Luna ha 20 anni - 14 in meno di me, precisa, e mentre io ho appena avuto il mio primogenito, lei è al terzo figlio. Gli altri due sono rimasti in Bolivia con sua madre e la famiglia di lei (una famiglia allargata, con legami di sangue variamente intrecciati, dove gli uomini sono solo zii o nonni, mentre padri e mariti sono quasi assenti).

Luna è irregolare, faceva le pulizie in nero, poi ha incontrato un suo coetaneo peruviano, muratore, irregolare pure lui, si sono innamorati ed è rimasta incinta. Incinta e anche disoccupata: la famiglia per cui lavorava le ha chiesto di non presentarsi più - E' vietato far lavorare le donne in stato di gravidanza - le hanno detto.

Luna ha paura che un giorno la polizia fermi per strada il suo compagno e lo esplella immediatamente perché senza permesso, lasciandola ad aspettarlo in ansia, sola, senza lavoro e con l'affitto da pagare. Non è giusto - mi dice - che ti possano mandare via così, da un momento all'altro, abbandonare la casa, il lavoro e la famiglia.
No, non è giusto.


Samuela ha 24 anni ed è filippina. Suo padre e sua madre sono in Italia da 20 anni con un regolare permesso di soggiorno, lei ha deciso di raggiungerli solo 2 anni fa: quando è nata la sua prima figlia si è sentita in dovere di emigrare per provvedere dignitosamente al suo mantenimento, senza caricarla sulle spalle, già oberate, dei suoi genitori. Così ha affidato la piccola al marito e alla madre di lui, proprio come i suoi genitori avevano affidato lei alla nonna materna, ed è venuta a Milano, ma ormai era maggiorenne e non ha potuto usufruire del ricongiungimento familiare.

Qui in Italia Samuela ha conosciuto Josef, un ragazzo di 20 anni, immigrato illegalmente dal Senegal, che lavora dalle parti di Brescia: sono stati insieme poco tempo e si erano già lasciati quando lei ha scoperto di essere incinta. Lui le ha chiesto di abortire, ma Samuela non ne ha voluto sentir parlare - e Josef qualche giorno fa è venuto in ospedale per riconoscere il bambino.

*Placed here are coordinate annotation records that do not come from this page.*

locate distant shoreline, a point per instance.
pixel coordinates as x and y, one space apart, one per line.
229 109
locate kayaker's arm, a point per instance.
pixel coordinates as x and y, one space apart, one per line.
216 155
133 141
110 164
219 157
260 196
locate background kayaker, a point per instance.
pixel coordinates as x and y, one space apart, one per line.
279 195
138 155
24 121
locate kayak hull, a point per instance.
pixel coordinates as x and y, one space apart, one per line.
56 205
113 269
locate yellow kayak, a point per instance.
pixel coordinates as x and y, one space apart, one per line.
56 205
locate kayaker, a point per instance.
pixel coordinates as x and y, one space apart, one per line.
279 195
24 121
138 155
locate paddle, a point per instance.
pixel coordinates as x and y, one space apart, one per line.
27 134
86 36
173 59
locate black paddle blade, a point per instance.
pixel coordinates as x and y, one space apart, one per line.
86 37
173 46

Samuela faceva la badante, ovviamente in nero (anche se le pagavano 1 mese di ferie e la tredicesima) - quando è rimasta incinta ha dovuto smettere e la famiglia della sua assistita - "la nonna", come la chiama lei - ne ha approfittato per mandarla in un'ospizio.
Grazie alla gravidanza, Samuela è riuscita ad ottenere un permesso di soggiorno per motivi di salute. Adesso, però, dubita che sia stata una buona idea: il permesso non è più rinnovabile trascorsi 6 mesi dal parto e per ottenerlo ha dovuto dichiarare la propria residenza - casa dei suoi genitori, ovviamente, dove però vivono altri 5 suoi parenti, non tutti regolari.

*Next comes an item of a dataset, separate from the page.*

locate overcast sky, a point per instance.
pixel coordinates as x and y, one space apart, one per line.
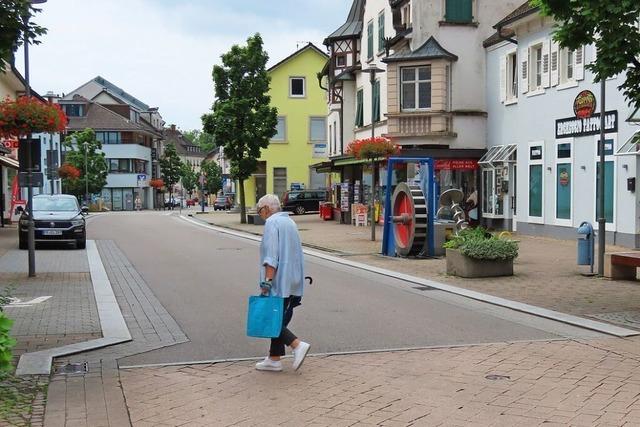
162 51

Bimba è pakistana: non parla né italiano né inglese - siede fuori dalla sala visite e riesce a farmi capire, in qualche modo, che aspetta suo marito perché le traduca cosa dicono i dottori. Immagino quanto deve essersi sentita persa in questi giorni di degenza in quel porto di mare che è la Mangiagalli di Milano - mi sono sentita persa io che non ho problemi di idioma.
Bimba dimostra più o meno la mia età, le chiedo a gesti se quel fagottino nella culla è il suo primo figlio. Sorride stupita e scuote il capo, poi fa un gesto con la mano: 4.


Tutte queste donne sono qui per lo stesso motivo per cui ci sono io: mettere al mondo un figlio. E sono tutte felici, felicissime, di farlo - anche se, per lo più, sono rimaste incinte per caso e non per scelta, non si può certo dire che la loro gravidanza sia stata meno desiderata della mia.

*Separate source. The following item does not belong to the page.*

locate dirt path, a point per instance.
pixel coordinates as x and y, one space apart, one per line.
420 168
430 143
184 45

In confronto alla vita di queste donne, la precarietà lavorativa di noi, cittadini italiani con una famiglia alle spalle, sembra ridicola.
Io le guardo e mi chiedo come facciano, dove trovino il coraggio.
Non è un problema di ignoranza (benché, sicuramente, la contraccezione non sia un tema su cui sono efferrate) e nemmeno di incoscienza: è tutta la loro esistenza ad essere così, in bilico, appesa a un filo - e la maternità non fa eccezione. Somo emigrate irregolari, non hanno diritti: vivono in paese ostile, dove, anche se metti radici, se trovi lavoro e una casa, ti possono cacciar via da un momento all'altro. Sono esseri umani di serie B e perfino pazienti di serie B nella stessa Mangiagalli, dove il personale infermieristico e le inservienti danno del "lei" alle italiane e del "tu" alle straniere - i dottori invece sono decisamente più egualitari: danno del lei a tutte e con tutte sono ugualmente ineducati (anche se qualche dottoressa giovane, disponibile e gentile non manca, ma si contano sulle dita di una mano - per l'esattezza, ne ho contate solo 2).

Vite in bilico


Luna ha 20 anni - 14 in meno di me, precisa, e mentre io ho appena avuto il mio primogenito, lei è al terzo figlio. Gli altri due sono rimasti in Bolivia con sua madre e la famiglia di lei (una famiglia allargata, con legami di sangue variamente intrecciati, dove gli uomini sono solo zii o nonni, mentre padri e mariti sono quasi assenti).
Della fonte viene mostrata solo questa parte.